United States of America, Arizona, Maricopa County, Phoenix
"Garden consists of five areas: (1) outer yard, (2) inner yard with lawn and swimming pool, (3) formal parterre with gazebo, topiary and flower beds, (4) informal Japanese Garden with pool, stepping stones, pagoda and shrubs, (5) shade/bonsai with display pedestals and benches for potted plants."
"In 1959, the house was designed by Frank Lloyd Wright associate Blaine Drake, who set it in a grove of mature orange and grapefruit trees."
"Little thought, though, was given to maintenance or to coping with invasions of native weeds so, perhaps, inevitably, their efforts seemed unimpressive in contrast to the natural environment's awesome grandeur. That and a growing awareness that environmental conditions were not necessarily hostile led to experimentation with non-native plants.
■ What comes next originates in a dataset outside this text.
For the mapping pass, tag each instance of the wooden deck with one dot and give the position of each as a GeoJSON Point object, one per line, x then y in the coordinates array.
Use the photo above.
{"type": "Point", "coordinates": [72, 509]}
Chrysanthemum, it was discovered, grew as readily as the maize and cotton cultivated by Arizona's prehistoric peoples. A successful but boring initial scheme for growing chrysanthemums in straight rows was soon abandoned for a modest parterre that reflected plans of European gardens the gardeners admired. Neat geometric beds were disposed with studied formality between and arcaded gazebo backed by towering oleanders and a "wall" of privet with central niche establishing the axis of a composition held together further by paths of decomposed granite."
"A consequence of the original interest in chrysanthemums was the creation of a small Japanese-style garden with the geometrical symmetry of the parterre was replaced with informal, "natural" arrangements of shrubs and plants around a pool with raised stepping stones through plantings of spuria and Dutch iris, substitutes for Japanese iris unable to survive Arizona's climate. Another successful substitution has been the several varieties of creeping thyme that imitate carpets of moss in the garden of Kyoto. The garden is separated from the parterre by a high hedge, but the two are joined, not inappropriately, by a moongate formed by training privet to a circular frame."
Persons associated with the property include: Blaine Drake (architect in 1960); Gary Slater (sculptor in 1975).